A (server hosted) virtual desktop is a full, thick PC environment (“image”) run as a server virtual machine (VM) and accessed remotely from a thin client or other device. Many people may call this VDI, the term we at VMware coined when we launched the market, but in this post I’m going to focus on the virtual desktop and not on the infrastructure below it.
Virtual desktops were first deployed back in 2002 and market interest has accelerated over the last 4 – 5 years. Today, most organizations plan to deploy virtual desktops at some point for some of their users.
The appeal is that a virtual desktop offers a short cut to a thin client. A decade ago, server based computing appealed to many organizations as a way to centralize operations and management, but proved difficult to implement across whole application portfolios. Most organizations were able to centralize some applications, but very few were able to centralize all of them. As a result, they were unable to eliminate the desktop OS and so often ended up adding to, rather than reducing overall complexity.
With a virtual desktop, there is no need to re-engineer each application – you simply pick up the whole desktop bubble (the operating system and all that’s in it) and move it to the data center, where it runs as a virtual machine. When we launched our first full VDI offering in 2007, we made the broker software through which the user connects compatible with standard enterprise policy languages, so that our virtual desktops could be managed with the same management processes and tools as physical PCs – this is the “works with the existing plumbing” principle I described in my last post. This established a baseline that all market entrants have since had to satisfy.
VMware View, our virtual desktop product, offers two primary modes of deployment: dedicated, where each image is managed individually, and “pooled”, where the same image structure is used for all users. Pooled images deliver the highest levels of operational efficiencies and cost savings, but have traditionally only worked well for the more uniform user requirements. With improvements in “persona” approaches, these cost savings are being extended to more user types.
One of the main reasons that pooled virtual desktops have drawn so much attention is that their efficiency benefits increase with the number of users. Since each user image is managed in exactly the same way, a pooled virtual desktop is standardized and automated by default. This delivers diminishing marginal costs in operations, whereas a traditional PC comes at a constant marginal cost. In other words, every View user added to a deployment costs less than the previous one.
This attribute creates a natural drive to extend virtual desktop deployments to as many users as possible, but there are functional limitations: to the applications that will work well (since the user interface is separated from the point of execution); to the access devices that can be used (since a client is required to access the broker); to the types of users that can be supported (individual driver and application requirements are harder to support).
With VMware View 5, which we announced at VMworld last week, we’ve extended the range of addressability in all three of these key dimensions.
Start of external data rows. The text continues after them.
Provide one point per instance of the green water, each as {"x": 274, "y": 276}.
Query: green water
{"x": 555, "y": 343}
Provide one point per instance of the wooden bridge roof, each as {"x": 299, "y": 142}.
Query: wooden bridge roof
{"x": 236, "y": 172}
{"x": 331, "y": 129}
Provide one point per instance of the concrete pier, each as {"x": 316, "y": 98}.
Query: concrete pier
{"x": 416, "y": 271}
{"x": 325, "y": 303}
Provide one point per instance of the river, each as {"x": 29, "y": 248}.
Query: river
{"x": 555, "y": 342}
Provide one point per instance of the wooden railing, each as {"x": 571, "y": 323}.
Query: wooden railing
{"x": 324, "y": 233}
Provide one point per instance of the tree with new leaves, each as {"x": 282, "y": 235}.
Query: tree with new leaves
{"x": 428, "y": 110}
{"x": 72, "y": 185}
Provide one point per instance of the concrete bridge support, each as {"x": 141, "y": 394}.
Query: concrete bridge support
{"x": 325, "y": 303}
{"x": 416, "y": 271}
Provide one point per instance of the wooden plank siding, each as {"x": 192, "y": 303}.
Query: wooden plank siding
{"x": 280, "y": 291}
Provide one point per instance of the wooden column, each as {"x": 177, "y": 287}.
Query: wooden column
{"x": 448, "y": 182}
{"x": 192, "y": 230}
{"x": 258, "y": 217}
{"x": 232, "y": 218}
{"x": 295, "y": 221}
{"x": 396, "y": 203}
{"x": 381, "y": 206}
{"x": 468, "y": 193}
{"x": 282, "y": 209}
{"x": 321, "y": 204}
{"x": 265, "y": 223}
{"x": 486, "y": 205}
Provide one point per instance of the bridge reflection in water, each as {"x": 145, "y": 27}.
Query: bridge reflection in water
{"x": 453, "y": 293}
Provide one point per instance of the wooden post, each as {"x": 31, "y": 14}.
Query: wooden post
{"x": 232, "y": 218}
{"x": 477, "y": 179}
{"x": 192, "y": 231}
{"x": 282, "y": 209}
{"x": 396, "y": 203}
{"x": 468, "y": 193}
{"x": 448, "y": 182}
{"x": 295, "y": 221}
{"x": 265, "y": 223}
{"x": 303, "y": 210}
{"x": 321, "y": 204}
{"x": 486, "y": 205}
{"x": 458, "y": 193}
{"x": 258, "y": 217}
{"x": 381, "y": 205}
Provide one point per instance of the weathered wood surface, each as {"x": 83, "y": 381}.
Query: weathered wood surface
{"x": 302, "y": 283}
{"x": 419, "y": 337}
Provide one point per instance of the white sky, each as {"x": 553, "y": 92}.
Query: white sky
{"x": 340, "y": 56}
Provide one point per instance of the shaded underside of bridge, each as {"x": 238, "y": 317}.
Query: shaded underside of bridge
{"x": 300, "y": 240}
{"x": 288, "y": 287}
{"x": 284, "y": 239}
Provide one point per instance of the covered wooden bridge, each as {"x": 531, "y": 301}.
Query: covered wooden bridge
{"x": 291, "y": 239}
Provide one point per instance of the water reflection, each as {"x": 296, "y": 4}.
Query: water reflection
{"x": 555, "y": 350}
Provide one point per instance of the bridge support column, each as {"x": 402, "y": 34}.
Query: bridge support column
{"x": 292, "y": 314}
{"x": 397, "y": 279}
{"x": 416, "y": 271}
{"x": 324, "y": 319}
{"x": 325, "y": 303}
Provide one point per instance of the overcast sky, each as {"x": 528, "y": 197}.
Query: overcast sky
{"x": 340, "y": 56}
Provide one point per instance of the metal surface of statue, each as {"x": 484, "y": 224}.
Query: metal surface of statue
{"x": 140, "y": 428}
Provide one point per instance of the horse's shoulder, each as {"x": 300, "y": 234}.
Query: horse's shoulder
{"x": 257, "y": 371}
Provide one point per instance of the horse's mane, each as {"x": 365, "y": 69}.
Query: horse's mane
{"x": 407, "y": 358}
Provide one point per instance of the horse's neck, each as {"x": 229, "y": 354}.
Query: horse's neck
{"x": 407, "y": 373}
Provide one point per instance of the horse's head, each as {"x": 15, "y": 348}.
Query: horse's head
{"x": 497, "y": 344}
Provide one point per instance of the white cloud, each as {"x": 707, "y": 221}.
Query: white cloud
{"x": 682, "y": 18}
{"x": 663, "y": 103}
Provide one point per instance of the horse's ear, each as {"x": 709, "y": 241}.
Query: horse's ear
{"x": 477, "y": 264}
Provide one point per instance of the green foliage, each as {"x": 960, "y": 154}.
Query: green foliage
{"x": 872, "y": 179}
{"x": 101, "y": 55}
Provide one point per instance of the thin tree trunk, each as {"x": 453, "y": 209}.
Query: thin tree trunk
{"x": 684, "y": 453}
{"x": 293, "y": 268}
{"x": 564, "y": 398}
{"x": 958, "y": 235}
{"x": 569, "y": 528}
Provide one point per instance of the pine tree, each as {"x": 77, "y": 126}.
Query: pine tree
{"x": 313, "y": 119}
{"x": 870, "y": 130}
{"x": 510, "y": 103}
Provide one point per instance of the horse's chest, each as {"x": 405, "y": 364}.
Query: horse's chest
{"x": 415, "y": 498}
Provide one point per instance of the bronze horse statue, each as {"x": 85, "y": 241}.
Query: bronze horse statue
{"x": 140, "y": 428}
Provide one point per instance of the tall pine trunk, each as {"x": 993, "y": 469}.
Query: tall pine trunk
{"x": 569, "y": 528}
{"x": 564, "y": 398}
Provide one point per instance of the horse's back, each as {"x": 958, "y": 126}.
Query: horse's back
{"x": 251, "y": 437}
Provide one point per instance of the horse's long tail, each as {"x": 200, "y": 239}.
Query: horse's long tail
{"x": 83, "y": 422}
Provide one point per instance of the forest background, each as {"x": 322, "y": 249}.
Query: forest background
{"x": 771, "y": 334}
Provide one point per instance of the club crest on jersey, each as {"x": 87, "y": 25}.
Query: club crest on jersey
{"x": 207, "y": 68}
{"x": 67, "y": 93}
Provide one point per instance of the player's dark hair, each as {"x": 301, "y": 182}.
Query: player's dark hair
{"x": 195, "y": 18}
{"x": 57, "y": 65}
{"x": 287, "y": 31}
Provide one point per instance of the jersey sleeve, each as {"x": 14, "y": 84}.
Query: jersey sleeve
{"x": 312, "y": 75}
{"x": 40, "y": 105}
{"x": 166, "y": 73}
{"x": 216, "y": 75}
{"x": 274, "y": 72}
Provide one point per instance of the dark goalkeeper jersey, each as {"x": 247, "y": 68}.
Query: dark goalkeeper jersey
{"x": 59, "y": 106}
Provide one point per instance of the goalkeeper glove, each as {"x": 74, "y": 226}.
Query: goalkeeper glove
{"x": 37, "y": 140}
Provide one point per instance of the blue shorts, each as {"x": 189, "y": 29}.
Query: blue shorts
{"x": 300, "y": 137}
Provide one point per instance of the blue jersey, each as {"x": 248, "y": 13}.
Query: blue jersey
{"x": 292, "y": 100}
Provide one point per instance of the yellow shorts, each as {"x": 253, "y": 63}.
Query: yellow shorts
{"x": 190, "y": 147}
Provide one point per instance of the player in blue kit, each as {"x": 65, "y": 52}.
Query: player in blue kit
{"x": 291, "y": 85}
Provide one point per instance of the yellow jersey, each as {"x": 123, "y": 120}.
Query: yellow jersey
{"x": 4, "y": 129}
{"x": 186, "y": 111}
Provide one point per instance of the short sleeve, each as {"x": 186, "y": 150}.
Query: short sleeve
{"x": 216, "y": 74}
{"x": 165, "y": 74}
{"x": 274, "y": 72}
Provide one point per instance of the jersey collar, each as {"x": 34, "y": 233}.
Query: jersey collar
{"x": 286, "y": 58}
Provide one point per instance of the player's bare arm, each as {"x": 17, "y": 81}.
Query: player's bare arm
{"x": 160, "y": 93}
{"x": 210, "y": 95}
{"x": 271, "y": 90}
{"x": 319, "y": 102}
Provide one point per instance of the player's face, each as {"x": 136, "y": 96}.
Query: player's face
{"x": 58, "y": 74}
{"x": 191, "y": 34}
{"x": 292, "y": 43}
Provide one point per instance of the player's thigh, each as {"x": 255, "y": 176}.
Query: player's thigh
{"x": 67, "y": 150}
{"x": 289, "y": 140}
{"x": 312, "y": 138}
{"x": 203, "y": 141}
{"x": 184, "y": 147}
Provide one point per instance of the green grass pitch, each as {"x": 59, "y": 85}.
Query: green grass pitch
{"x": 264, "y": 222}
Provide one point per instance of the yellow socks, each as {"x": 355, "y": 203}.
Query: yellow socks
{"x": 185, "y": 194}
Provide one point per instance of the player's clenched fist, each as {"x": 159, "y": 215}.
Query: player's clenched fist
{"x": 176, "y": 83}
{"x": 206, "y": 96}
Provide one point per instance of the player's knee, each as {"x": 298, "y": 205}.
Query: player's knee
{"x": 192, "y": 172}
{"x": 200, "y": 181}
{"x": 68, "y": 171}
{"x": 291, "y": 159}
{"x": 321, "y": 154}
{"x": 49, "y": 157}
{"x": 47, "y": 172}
Through improvements to our PCoIP protocol, we’ve further expanded the range of applications that work well and made dramatic reductions to cumulative bandwidth requirements. Our growing range of View clients means more access devices can be used. Persona management expands the scope of user types supported in a pooled deployment. More applications, devices and users – but at lower cost too: we’ve also exploited the latest developments in our market leading vSphere platform to drive down both operational and capital costs.
Any virtual desktop deployment can (and probably should) be expected to grow. But it is critical to stay within the boundaries of viable deployment at all times – stepping outside these will bring problems and cost penalties that quickly undermine the operational benefits. The best virtual desktop provider will always be the one who delivers the most robust product and that never encourages deployments to move too fast. Having spoken to very many organizations about virtual desktops during the last five years, I know that only VMware fits that description, but that’s hardly surprising – we invented this market: nobody understands it like us.